General information
- Type: Sailplane
- National origin: Argentina
- Manufacturer: Club Argentino de Planeadores Albatros – (Albatros, Argentine gliding club)
- Designer: Jorge Bertoni & Teodoro Altinger
- Number built: 1

History
- First flight: 6 May 1969

= Bertoni-Altinger BA-1 Superalbatros =

The Bertoni Altinger AB-1 Superalbatros (aka Alinger-Bertoni AB-1 Superalbatros) is a high-performance sailplane designed and built in Argentina in the 1950s and 1960s.

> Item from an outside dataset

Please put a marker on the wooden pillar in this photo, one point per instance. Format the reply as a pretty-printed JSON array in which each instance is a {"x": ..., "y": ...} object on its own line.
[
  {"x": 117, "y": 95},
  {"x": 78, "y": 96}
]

==Design and development==
The AB-1 Superalbatros was conceived in 1954 by a group of designers at the Club Argentino de Planeadores Albatros – (Albatros, Argentine gliding club), transforming over the next 15 years to result in the high performance glider that entered flight test in 1969.

===First iteration===

The initial design, by Jorge Bertoni and his team, was for a glider with wooden wings and welded steel tube fuselage, construction of which started in late 1955.

===Second iteration===

In 1956 Teodoro Altinger joined the team after his return from Germany, suggesting that the aircraft be re-designed to take advantage of research and construction techniques developed at Akaflieg Darmstadt.
The new laminar-flow wing sections developed by Franz Wortmann and the shaped foam / plywood construction method, (a la Akaflieg Darmstadt D-34), promised great improvements in performance, due to reduced drag and more accurate profiles. Altinger soon returned to Germany to continue his studies and construction soon floundered.

===Third iteration===

Bertoni was joined in April 1957 by Ricardo Olmedo, but progress was still slow until 1960, when the success of Argentinian pilot Rolf Hossinger at the 1960 World Gliding Championship at Köln, (Cologne), in Germany, inspired Bertoni to redesign the fuselage with a much finer fineness ratio fuselage to reduce drag as much as possible. The new fuselage was to be built from a balsa wood / glass-fibre sandwich to obtain a smooth finish with relatively easy construction.

==Description==
The final version of the AB-1 was a 15 m flapped sailplane with wings built from plywood shaped around accurately cut balsa wood ribs and foam cores, with a fuselage constructed of balsa wood / glass-fibre sandwich skins over built-up wooden frames and steel high strength parts. The high fineness ratio (diameter or area over length) fuselage formed into an integral fin at the extreme end of the fuselage which supported the rudder and T-tail with split elevators. At the nose of the fuselage, forward of the wings, the pilot sat in a sharply reclined seat in the cockpit under a full-length canopy. The 6° forward swept wings sit on the shoulders of the centre fuselage which also has the single mainwheel. Just aft of the wings, on either side, are a pair of large area paddle airbrakes hinged at the leading-edge, intended for approach control. After poor results and an accident caused by the fuselage airbrakes, the full span flaps / ailerons were modified to deflect to 90° for approach control.

==Operational history==
Flight testing of the AB-1 commenced on 6 May 1969 revealed a good performance with good handling characteristics, but poor results from the fuselage mounted air-brakes, which caused an accident during a landing.
The AB-1 was flown with qualified success in several Argentine national Gliding Competitions in the 1970s, being modified several times to improve performance, but the AB-1 was soon out-classed in performance and was eventually retired to the San Andres de Giles gliding club.